Champion et Manager

Champion et Manager

Inhabituel, impressionnant, démesuré…les superlatifs décrivant le CV de Khellafi semblent introuvables. Du ring aux plateaux de tournage, Idriss n’a pas besoin de pont pour traverser. Il est tout aussi doué pour le combat que pour l’incarnation de différents rôles aux côtés de grands noms du cinéma comme Gérard Depardieu, Yves Montand et Catherine Deneuve dans «Le choix des armes». Il a également joué avec Claude Brasseur dans «Souvenir, souvenir». Mais qui est Idriss Khellafi ? C’est un natif de la ville d’Oujda, il y a près de trente-sept ans. Après une enfance misérable dans sa ville natale, il immigre en France pour y rejoindre son père. C’est ainsi que Khellafi allait atterrir dans un HLM de Saint-Denis, dans la banlieue parisienne. Une carrière simultanée commence pour l’enfant de l’Oriental, le parcours sportif et la scolarité. Les cités françaises étant infectées de nombreux maux notamment à l’égard des immigrés, le futur champion comprit très vite que le sport constitue le remède idéal face à cet état de choses. Le football fut son premier choix avant de passer dans un club de boxe anglaise mettant tôt un terme à sa carrière footballistique qu’il avait entamée à Canterburry, club anglais de quatrième division. Désormais, Idriss est paré pour les différents sports de combat. Mais en parallèle, les études continuaient jusqu’à ce qu’il décroche un diplôme de technicien qui le mènera tout droit dans une usine de sidérurgie. Mais c’est finalement sa passion pour le combat qui finira par emporter le dessus. Khellafi est cinq fois sacré champion du monde de kick-boxing entre 1996 et 2003. Dans cette discipline, il compte 57 victoires dont 37 par KO. En boxe, il est titulaire de trois titres de champion de France envoyant au tapis 35 adversaires dont 22 par KO. En ce qui concerne la boxe anglaise (amateur et professionnel), Idriss s’est érigé en un véritable étalon en arrachant 29 victoires dont 18 par KO.

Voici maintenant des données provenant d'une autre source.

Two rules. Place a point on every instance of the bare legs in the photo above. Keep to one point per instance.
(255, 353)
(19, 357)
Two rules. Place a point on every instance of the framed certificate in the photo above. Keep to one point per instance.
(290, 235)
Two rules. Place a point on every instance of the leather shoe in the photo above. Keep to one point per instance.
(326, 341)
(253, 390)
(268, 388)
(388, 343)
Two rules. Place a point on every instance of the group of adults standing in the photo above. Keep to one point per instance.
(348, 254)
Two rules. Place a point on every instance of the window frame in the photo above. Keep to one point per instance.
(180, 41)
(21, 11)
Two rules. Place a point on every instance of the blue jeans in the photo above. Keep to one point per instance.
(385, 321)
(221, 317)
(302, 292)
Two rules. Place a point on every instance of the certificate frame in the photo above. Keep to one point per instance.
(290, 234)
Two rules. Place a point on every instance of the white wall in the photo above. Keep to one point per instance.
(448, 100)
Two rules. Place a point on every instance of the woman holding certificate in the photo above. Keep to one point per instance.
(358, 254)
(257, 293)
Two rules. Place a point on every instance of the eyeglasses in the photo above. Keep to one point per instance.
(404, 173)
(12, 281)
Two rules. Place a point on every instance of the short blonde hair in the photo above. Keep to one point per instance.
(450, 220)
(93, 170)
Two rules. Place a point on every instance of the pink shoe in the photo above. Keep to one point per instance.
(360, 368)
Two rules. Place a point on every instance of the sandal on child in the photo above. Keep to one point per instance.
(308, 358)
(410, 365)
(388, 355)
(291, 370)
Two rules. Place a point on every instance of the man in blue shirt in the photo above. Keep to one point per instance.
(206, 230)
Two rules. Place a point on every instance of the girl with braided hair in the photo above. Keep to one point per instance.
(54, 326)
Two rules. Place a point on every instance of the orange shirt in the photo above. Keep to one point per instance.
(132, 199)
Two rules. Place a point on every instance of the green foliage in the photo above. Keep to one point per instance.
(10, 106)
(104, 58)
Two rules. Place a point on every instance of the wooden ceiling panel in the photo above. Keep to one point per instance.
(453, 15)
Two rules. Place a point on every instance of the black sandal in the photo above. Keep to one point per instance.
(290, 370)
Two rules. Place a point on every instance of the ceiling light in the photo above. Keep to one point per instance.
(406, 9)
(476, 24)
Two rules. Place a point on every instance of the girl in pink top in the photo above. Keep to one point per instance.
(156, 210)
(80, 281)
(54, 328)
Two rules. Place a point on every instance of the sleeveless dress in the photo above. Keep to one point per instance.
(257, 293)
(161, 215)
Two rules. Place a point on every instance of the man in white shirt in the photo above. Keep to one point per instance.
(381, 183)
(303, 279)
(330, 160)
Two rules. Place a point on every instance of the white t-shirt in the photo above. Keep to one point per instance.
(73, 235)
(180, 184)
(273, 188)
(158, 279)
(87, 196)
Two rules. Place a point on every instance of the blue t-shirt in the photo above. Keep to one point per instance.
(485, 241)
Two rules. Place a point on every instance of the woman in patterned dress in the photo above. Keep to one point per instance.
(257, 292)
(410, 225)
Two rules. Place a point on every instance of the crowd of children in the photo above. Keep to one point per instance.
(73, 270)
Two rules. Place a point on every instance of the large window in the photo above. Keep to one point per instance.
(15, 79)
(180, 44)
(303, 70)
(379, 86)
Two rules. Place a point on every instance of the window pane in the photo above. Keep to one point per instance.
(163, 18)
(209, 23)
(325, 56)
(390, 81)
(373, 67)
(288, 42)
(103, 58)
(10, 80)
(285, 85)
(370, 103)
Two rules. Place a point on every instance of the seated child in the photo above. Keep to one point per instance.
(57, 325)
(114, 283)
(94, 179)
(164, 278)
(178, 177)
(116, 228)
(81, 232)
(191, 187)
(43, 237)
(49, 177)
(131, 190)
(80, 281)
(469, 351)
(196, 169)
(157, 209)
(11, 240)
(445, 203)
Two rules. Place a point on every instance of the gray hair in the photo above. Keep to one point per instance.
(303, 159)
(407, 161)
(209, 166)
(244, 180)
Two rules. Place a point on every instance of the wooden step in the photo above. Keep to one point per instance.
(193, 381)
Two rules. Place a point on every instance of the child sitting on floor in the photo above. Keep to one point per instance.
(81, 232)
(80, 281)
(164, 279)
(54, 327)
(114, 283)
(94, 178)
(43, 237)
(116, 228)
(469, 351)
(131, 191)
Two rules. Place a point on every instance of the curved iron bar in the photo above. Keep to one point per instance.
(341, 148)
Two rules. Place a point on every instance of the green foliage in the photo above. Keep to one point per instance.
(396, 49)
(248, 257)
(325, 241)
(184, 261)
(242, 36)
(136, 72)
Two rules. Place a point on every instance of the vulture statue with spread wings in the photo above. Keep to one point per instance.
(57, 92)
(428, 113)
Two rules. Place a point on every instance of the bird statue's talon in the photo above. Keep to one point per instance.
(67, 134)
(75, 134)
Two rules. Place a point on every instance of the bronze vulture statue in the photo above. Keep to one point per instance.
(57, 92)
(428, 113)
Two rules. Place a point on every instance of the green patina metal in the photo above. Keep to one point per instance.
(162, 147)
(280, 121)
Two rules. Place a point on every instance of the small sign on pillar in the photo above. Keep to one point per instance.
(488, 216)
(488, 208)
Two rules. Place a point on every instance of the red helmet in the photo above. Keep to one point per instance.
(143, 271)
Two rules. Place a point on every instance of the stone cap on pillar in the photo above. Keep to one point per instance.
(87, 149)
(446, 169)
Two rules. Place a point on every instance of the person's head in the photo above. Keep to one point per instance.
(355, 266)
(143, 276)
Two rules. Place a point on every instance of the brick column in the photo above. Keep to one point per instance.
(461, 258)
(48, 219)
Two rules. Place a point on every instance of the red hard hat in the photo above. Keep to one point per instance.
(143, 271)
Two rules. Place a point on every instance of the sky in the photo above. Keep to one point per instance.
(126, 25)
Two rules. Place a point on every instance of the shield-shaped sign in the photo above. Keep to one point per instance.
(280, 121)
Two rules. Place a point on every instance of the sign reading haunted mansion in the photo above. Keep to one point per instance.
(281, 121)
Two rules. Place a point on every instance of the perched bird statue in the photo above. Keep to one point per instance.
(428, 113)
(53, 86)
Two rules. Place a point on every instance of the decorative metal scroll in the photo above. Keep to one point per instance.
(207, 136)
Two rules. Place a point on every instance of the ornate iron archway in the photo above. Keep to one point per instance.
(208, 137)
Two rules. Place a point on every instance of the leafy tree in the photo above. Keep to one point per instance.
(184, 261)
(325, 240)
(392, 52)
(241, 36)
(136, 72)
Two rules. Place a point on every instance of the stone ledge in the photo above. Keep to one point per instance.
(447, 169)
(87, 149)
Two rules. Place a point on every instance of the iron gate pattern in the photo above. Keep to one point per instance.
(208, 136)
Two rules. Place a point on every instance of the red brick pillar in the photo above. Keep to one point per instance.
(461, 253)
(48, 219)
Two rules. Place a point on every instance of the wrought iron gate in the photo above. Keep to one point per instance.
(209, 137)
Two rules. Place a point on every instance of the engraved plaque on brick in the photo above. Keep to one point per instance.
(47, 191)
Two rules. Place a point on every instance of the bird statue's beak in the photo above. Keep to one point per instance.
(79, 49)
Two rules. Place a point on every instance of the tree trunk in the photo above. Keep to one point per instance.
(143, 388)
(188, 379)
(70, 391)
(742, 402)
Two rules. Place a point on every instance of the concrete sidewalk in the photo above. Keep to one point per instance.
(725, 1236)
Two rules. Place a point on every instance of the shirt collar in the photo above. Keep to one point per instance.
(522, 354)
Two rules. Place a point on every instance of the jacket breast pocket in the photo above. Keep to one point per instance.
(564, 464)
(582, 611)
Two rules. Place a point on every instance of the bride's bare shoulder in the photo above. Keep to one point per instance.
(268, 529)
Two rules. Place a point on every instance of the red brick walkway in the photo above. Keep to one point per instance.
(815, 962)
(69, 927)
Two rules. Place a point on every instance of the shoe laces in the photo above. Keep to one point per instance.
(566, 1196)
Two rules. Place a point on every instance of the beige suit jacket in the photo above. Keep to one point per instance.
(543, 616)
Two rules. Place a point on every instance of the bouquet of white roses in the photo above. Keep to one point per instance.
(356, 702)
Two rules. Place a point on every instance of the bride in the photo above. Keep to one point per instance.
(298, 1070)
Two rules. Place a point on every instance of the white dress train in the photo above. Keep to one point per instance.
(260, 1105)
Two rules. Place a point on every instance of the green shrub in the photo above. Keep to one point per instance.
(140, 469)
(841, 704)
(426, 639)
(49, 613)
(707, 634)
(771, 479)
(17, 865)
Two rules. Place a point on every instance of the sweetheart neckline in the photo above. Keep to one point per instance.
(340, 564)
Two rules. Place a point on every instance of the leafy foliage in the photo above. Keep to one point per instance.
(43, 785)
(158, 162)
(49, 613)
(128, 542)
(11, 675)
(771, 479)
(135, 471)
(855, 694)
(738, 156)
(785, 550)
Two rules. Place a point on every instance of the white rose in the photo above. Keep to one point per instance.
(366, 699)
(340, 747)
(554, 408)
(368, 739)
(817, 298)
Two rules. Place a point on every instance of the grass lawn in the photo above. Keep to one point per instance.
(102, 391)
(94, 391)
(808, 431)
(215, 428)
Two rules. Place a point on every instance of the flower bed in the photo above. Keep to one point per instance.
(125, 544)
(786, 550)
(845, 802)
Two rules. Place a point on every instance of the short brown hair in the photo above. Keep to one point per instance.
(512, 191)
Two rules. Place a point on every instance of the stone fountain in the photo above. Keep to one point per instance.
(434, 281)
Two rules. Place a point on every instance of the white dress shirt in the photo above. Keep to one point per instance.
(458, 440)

Et là apparaît la particularité du personnage puisque, à côté de l’art de combattre, il a intégré le monde des affaires. «je me suis retrouvé dans le monde des affaires à un âge très jeune. Malheureusement, j’étais pris à 100% par la boxe», explique Idriss qui a travaillé également comme agent de sécurité chez Marionnaud, grand discounter en parfumerie. «Lorsque mon contrat fut achevé, j’ai envisagé de reprendre la boxe à laquelle j’ai consacré 30 ans de mon existence. La société m’a sponsorisé pour le championnat du monde. J’ai remporté cinq titres mondiaux dans plusieurs catégories, une première chez les boxeurs franco-marocains», confie Idriss en souriant. Le 5 août 2002, l’Oujdi est appelé à défendre sa ceinture de champion du monde en kick-boxing contre le Russe Stanislas Terentiev. Cela s’était passé à Agadir où Khellafi allait exercer son art devant ses compatriotes.
L’adversaire russe s’était montré très coriace mais il finira par jeter l’éponge à la septième reprise devant les coups meurtriers du Marocain. Ce qui n’a pas empêché notre champion vainqueur de sortir grièvement blessé à l’issue de ce combat. «J’ai frôlé l’amputation, mais je m’en suis tiré grâce à un chirurgien très compétent», se souvient Idriss. Après cette opération, c’est la profonde déprime. En plus de la blessure grave, le champion a été atterré par les coups bas et les méchancetés proférés à son égard par certains sportifs jaloux. Il avait même décidé de quitter le Maroc une bonne fois pour toutes et de ne plus combattre. Mais il allait être reçu par SM le Roi Mohammed VI à qui il avait dédié sa ceinture et son peignoir de champion du monde. Et là, il s’est senti «très Marocain». Cette rencontre avec le souverain l’a complètement changé. Du coup, il décide de s’installer définitivement au Maroc. Khellafi convainc Marionnaud de s’implanter au Maroc et le champion se chargera de cette mission. Idriss Khellafi est également impliqué dans plusieurs actions en faveur des associations des quartiers populaires. Directeur de Marionnaud, au mois de juin prochain, il remontera quand même sur le ring devant le public casablancais cette fois-ci.